How to effectively parse text files with Java Stre

2020-07-25 23:11发布

问题:

I understand how to get specific data from a file with Java 8 Streams. For example if we need to get Loaded packages from a file like this

2015-01-06 11:33:03 b.s.d.task [INFO] Emitting: eVentToRequestsBolt __ack_ack 
2015-01-06 11:33:03 c.s.p.d.PackagesProvider [INFO] ===---> Loaded package com.foo.bar
2015-01-06 11:33:04 b.s.d.executor [INFO] Processing received message source: eventToManageBolt:2, stream: __ack_ack, id: {}, [-6722594615019711369 -1335723027906100557]
2015-01-06 11:33:04 c.s.p.d.PackagesProvider [INFO] ===---> Loaded package co.il.boo
2015-01-06 11:33:04 c.s.p.d.PackagesProvider [INFO] ===---> Loaded package dot.org.biz

we can do

List<String> packageList = Files.lines(Paths.get(args[1])).filter(line -> line.contains("===---> Loaded package"))
        .map(line -> line.split(" "))
        .map(arr -> arr[arr.length - 1]).collect(Collectors.toList());

I took (and slightly modified) the code from Parsing File Example.

But what if we also need to get all the dates (and times) for Emitting: events from the same log file? How we can do this within working with the same Stream?

I can only imagine using collect(groupingBy(...)) which groups lines with Loaded packages and lines with Emitting: before parsing and then parse each group (a map entry) separately. But that would create a map with all the raw data from log file which is very memory consuming.

Is there a similar way to effectively extract multiple types of data from Java 8 Streams?

回答1:

You may solve it without defining new collectors and using third-party libraries in more imperative style. First you need to define a class which represents the parsing result.

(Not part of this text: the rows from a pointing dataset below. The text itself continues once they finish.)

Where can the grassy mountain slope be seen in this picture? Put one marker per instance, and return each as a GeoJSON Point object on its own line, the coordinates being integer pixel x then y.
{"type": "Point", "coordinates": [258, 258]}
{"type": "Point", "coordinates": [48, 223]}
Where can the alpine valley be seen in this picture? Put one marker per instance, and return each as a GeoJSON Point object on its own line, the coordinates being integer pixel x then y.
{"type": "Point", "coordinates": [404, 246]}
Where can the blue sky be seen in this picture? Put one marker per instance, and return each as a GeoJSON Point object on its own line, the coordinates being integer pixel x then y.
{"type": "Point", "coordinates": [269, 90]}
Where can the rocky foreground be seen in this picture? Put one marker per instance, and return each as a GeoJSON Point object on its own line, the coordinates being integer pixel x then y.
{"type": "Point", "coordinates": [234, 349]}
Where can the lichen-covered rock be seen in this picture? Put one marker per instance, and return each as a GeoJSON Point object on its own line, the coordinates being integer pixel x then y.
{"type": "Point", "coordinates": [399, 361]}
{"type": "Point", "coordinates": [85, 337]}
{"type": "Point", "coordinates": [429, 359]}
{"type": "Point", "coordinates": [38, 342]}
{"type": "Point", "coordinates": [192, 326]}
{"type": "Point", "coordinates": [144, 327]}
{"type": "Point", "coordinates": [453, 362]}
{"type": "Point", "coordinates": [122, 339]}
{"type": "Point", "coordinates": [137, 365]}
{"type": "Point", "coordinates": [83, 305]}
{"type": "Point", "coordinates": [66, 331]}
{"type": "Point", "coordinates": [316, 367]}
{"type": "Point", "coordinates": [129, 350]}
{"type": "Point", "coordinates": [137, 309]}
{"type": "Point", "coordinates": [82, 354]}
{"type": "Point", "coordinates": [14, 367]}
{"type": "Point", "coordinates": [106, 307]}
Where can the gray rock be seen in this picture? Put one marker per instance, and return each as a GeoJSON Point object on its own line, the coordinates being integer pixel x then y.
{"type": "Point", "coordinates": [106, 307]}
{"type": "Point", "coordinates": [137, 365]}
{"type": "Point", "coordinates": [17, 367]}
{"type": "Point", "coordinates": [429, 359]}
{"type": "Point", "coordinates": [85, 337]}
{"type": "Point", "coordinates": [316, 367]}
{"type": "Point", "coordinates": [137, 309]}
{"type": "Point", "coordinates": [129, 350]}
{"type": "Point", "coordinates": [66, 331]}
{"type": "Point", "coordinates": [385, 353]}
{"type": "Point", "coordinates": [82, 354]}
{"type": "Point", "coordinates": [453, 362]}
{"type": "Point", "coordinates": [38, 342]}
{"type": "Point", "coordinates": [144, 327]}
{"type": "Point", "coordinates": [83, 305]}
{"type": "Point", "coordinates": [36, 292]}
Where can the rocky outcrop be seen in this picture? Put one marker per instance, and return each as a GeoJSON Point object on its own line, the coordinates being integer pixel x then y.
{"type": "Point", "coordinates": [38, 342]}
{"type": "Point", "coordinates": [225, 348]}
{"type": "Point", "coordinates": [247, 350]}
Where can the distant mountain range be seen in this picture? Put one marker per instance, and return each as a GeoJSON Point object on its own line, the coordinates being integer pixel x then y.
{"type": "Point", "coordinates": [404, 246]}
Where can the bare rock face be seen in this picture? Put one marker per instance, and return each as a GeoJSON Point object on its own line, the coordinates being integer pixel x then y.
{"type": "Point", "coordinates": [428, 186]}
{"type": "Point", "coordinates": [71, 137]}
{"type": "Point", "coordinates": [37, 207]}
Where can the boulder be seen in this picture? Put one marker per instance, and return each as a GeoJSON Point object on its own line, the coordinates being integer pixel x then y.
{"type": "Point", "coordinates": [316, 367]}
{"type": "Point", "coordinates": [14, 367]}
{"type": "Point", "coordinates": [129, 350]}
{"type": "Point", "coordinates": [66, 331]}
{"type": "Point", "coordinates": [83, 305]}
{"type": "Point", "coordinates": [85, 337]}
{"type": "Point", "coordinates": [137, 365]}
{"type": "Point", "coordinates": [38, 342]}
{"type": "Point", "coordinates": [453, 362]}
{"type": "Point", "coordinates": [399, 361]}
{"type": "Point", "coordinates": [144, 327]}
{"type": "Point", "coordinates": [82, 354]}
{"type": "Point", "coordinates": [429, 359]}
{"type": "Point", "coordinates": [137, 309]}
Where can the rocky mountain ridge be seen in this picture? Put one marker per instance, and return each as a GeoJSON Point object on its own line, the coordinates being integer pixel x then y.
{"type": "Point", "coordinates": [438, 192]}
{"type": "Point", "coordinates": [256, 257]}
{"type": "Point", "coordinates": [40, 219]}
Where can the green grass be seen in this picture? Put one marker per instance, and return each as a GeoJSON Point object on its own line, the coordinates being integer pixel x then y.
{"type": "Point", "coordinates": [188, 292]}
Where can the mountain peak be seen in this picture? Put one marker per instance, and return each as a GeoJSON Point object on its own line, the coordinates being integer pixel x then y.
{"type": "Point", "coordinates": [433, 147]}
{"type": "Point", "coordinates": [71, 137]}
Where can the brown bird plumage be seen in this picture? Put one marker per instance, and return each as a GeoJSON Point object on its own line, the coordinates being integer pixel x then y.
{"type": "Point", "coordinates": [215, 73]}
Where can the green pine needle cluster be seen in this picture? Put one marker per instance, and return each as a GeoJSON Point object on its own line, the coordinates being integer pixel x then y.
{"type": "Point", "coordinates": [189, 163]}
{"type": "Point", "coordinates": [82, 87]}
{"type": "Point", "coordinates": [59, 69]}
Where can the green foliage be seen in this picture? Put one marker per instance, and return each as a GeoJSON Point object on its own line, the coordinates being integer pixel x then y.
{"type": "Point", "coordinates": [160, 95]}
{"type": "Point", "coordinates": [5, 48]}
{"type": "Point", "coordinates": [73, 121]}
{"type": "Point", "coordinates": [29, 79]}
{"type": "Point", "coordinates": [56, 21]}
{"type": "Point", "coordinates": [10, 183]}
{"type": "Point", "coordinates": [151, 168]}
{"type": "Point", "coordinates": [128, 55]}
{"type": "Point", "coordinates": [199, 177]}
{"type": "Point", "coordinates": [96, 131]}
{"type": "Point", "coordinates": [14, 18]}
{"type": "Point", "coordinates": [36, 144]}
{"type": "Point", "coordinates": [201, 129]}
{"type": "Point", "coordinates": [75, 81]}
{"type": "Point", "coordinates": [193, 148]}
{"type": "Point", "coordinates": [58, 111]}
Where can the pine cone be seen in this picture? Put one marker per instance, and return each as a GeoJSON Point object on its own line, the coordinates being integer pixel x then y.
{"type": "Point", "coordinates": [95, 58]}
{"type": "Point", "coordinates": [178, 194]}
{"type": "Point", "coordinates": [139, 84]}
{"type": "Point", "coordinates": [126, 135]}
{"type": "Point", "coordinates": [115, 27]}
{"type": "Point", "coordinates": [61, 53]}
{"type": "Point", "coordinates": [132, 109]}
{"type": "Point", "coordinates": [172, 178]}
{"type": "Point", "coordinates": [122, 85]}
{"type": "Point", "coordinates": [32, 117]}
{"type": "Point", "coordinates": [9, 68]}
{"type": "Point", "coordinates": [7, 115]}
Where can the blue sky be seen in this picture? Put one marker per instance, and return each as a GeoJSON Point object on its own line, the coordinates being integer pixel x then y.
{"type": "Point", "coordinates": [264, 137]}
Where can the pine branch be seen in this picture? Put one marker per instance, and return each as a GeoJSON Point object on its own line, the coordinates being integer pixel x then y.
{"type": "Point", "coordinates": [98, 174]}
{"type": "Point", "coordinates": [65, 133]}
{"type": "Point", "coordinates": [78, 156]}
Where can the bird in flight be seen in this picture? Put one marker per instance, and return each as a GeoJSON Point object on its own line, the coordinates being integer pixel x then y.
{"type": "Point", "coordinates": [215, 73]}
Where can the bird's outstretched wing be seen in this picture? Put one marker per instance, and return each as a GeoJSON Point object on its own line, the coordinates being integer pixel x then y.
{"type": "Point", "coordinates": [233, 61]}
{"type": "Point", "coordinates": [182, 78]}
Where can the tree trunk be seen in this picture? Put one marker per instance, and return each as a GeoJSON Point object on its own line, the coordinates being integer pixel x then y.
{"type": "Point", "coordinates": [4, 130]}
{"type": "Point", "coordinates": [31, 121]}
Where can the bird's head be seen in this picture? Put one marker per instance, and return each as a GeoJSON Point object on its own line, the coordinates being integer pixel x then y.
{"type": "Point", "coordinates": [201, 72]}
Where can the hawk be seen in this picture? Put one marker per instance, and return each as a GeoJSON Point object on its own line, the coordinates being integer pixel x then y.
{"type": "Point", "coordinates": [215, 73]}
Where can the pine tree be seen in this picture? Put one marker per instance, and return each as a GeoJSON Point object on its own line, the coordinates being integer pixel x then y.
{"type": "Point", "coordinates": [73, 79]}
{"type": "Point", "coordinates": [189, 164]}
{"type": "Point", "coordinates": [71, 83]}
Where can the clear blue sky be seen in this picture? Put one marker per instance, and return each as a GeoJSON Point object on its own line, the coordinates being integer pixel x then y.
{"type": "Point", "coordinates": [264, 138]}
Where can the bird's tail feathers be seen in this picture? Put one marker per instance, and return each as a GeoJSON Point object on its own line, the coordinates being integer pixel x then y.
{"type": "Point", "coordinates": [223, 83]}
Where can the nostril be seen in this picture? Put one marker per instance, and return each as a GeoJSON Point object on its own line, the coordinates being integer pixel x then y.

It should have two methods to accept an input line and combine with existing partial result:

class Data {
    List<String> packageDates = new ArrayList<>();
    List<String> emittingDates = new ArrayList<>();

    // Consume single input line
    void accept(String line) {
        if(line.contains("===---> Loaded package"))
            packageDates.add(line.substring(0, "XXXX-XX-XX".length()));
        if(line.contains("Emitting"))
            packageDates.add(line.substring(0, "XXXX-XX-XX XX:XX:XX".length()));
    }

    // Combine two partial results
    void combine(Data other) {
        packageDates.addAll(other.packageDates);
        emittingDates.addAll(other.emittingDates);
    }
}

Now you can collect in quite straightforward way:

Data result = Files.lines(Paths.get(args[1]))
    .collect(Data::new, Data::accept, Data::combine);


回答2:

You may use pairing collector which I wrote in this answer and which is available in my StreamEx library. For your concrete problem you will also need a filtering collector which is available in JDK-9 early access builds and also in my StreamEx library. If you don't like using third-party library, you may copy it from this answer.

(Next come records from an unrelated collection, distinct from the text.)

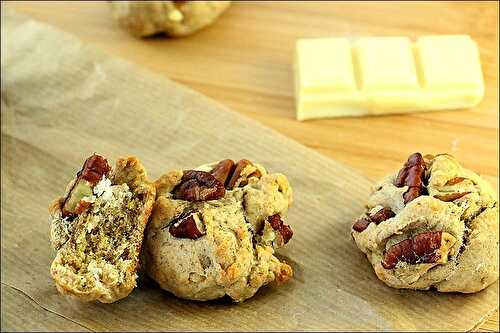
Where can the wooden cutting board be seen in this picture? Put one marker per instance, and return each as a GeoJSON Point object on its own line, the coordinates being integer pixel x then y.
{"type": "Point", "coordinates": [244, 61]}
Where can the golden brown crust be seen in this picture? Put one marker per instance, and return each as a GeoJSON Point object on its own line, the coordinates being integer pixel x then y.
{"type": "Point", "coordinates": [456, 202]}
{"type": "Point", "coordinates": [231, 257]}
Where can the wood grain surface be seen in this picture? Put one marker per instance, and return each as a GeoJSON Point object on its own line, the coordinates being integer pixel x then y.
{"type": "Point", "coordinates": [244, 62]}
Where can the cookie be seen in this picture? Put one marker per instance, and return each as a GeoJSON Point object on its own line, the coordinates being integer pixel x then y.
{"type": "Point", "coordinates": [214, 231]}
{"type": "Point", "coordinates": [97, 229]}
{"type": "Point", "coordinates": [433, 224]}
{"type": "Point", "coordinates": [174, 18]}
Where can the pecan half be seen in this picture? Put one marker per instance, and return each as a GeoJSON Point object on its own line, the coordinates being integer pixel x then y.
{"type": "Point", "coordinates": [222, 170]}
{"type": "Point", "coordinates": [361, 224]}
{"type": "Point", "coordinates": [412, 175]}
{"type": "Point", "coordinates": [198, 186]}
{"type": "Point", "coordinates": [380, 216]}
{"type": "Point", "coordinates": [455, 180]}
{"type": "Point", "coordinates": [426, 247]}
{"type": "Point", "coordinates": [237, 174]}
{"type": "Point", "coordinates": [94, 168]}
{"type": "Point", "coordinates": [278, 225]}
{"type": "Point", "coordinates": [450, 196]}
{"type": "Point", "coordinates": [184, 226]}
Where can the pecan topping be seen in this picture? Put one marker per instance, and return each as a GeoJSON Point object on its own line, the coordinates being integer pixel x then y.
{"type": "Point", "coordinates": [426, 247]}
{"type": "Point", "coordinates": [199, 186]}
{"type": "Point", "coordinates": [222, 170]}
{"type": "Point", "coordinates": [412, 175]}
{"type": "Point", "coordinates": [450, 196]}
{"type": "Point", "coordinates": [361, 224]}
{"type": "Point", "coordinates": [278, 225]}
{"type": "Point", "coordinates": [184, 226]}
{"type": "Point", "coordinates": [94, 168]}
{"type": "Point", "coordinates": [229, 173]}
{"type": "Point", "coordinates": [455, 180]}
{"type": "Point", "coordinates": [382, 215]}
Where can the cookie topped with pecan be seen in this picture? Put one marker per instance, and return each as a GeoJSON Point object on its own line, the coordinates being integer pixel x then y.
{"type": "Point", "coordinates": [433, 224]}
{"type": "Point", "coordinates": [214, 230]}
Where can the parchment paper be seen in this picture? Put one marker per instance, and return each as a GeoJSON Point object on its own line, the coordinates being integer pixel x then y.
{"type": "Point", "coordinates": [62, 100]}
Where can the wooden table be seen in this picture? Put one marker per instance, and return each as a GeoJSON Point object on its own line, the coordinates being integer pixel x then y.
{"type": "Point", "coordinates": [244, 62]}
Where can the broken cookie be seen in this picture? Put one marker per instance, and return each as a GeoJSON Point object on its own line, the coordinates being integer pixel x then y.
{"type": "Point", "coordinates": [214, 231]}
{"type": "Point", "coordinates": [431, 224]}
{"type": "Point", "coordinates": [174, 18]}
{"type": "Point", "coordinates": [97, 229]}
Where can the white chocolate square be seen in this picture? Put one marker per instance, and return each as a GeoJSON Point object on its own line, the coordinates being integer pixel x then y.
{"type": "Point", "coordinates": [386, 63]}
{"type": "Point", "coordinates": [449, 62]}
{"type": "Point", "coordinates": [325, 65]}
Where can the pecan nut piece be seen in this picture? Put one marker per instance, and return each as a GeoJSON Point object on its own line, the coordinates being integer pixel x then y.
{"type": "Point", "coordinates": [361, 224]}
{"type": "Point", "coordinates": [450, 196]}
{"type": "Point", "coordinates": [198, 186]}
{"type": "Point", "coordinates": [380, 216]}
{"type": "Point", "coordinates": [278, 225]}
{"type": "Point", "coordinates": [426, 247]}
{"type": "Point", "coordinates": [223, 170]}
{"type": "Point", "coordinates": [413, 176]}
{"type": "Point", "coordinates": [455, 180]}
{"type": "Point", "coordinates": [184, 226]}
{"type": "Point", "coordinates": [237, 174]}
{"type": "Point", "coordinates": [94, 168]}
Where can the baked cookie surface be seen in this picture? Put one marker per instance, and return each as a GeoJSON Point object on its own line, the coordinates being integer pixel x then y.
{"type": "Point", "coordinates": [214, 231]}
{"type": "Point", "coordinates": [97, 229]}
{"type": "Point", "coordinates": [175, 18]}
{"type": "Point", "coordinates": [432, 224]}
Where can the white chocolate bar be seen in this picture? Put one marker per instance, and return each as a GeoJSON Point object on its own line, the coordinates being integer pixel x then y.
{"type": "Point", "coordinates": [337, 77]}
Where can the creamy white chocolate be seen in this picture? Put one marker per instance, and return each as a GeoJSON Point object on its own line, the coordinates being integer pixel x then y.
{"type": "Point", "coordinates": [336, 77]}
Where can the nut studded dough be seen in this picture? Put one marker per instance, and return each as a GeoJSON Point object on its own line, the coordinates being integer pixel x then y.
{"type": "Point", "coordinates": [175, 18]}
{"type": "Point", "coordinates": [233, 249]}
{"type": "Point", "coordinates": [454, 203]}
{"type": "Point", "coordinates": [98, 244]}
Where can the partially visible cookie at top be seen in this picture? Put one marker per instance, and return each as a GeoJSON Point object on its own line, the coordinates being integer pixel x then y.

Also you will need to store everything into some data structure. I declared the Data class for this purpose:

class Data {
    List<String> packageDates;
    List<String> emittingDates;

    public Data(List<String> packageDates, List<String> emittingDates) {
        this.packageDates = packageDates;
        this.emittingDates = emittingDates;
    }
}

Putting everything together you can define a parsingCollector:

Collector<String, ?, List<String>> packageDatesCollector = 
    filtering(line -> line.contains("===---> Loaded package"),
        mapping(line -> line.substring(0, "XXXX-XX-XX".length()), toList()));

Collector<String, ?, List<String>> emittingDatesCollector = 
    filtering(line -> line.contains("Emitting"),
        mapping(line -> line.substring(0, "XXXX-XX-XX XX:XX:XX".length()), toList()));

Collector<String, ?, Data> parsingCollector = pairing(
    packageDatesCollector, emittingDatesCollector, Data::new);

And use it like this:

Data data = Files.lines(Paths.get(args[1])).collect(parsingCollector);